Importing Mining Chips Is Getting Harder

Following the huge influx of mining chips over recent months, the Korean Customs Service has now implemented stricter rules on the import of these chips. This will make it harder for the Cryptocurrency miners in South Korea to get these internationally produced chips sent into the country.

The Korean Customs Service has now listed mining chips as an item, which needs to meet their regulations before they are released into the country. The chips will be scrutinized against current laws as well as safety and sanitization certifications before they are allowed into South Korea.

These new rules have been implemented following the upsurge in imports recently. It has been reported that in November and December 2017, approximately 1.3 billion Korean Won ($1.2 million) worth of mining chips were imported into the country. The Korean Customs Service stated that this amount was spread through 454 imports of mining chips.

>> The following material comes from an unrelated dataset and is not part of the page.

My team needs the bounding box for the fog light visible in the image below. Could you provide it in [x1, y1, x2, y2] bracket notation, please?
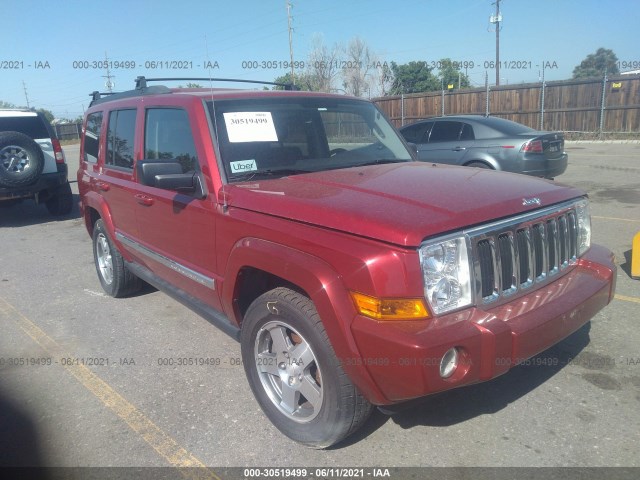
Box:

Why The Changes And Concern?

As is well documented and known, the industry is still very much unknown, and suppliers / providers are being very cautious because of this simple fact. The South Koreans are just being careful at the moment and ensuring that nothing untoward happens to the mining machines once they have entered the country. There is a large amount of power consumption and heating required to run these machines, and the Korean Customs Service will be double checking everything to alleviate any possible fires from breaking out around the country as a direct result of mining. This is even more important when you consider that there is very little known about just how much power is required to run these machines.

Going forward, there will be strict examinations of mining machines whenever they enter the country. Safety will be the main area of concern and machines will be assessed based on the laws of the importation of electronic goods. The laws were implemented and are governed by the National Radio Research Agency.

There is widespread worry that illegal mining activities will raise electricity costs in the country and increase the risk of fire if not controlled well. Again this is very much an unknown. Both the public and private sectors have shared their worries and are now working hard to restrict illegality. This is certainly a hot topic for the South Korean Police who have already arrested 14 individuals from 13 companies for accessing cheap power to mine Cryptocurrencies. This was further to the banning of mining Cryptocurrencies inside of a building of a retail marketplace in Seoul earlier in the year. Nothing actually caught fire, but there was anxiety that something would and that the power/building would overheat.

Although South Korea is one of the first to implement such sanctions on importation, it will not be long before others follow suit. Something that must now be expected as this merging market expands. Countries and governments will continue to be attentive when it comes to mining until more about the industry and its effects are known.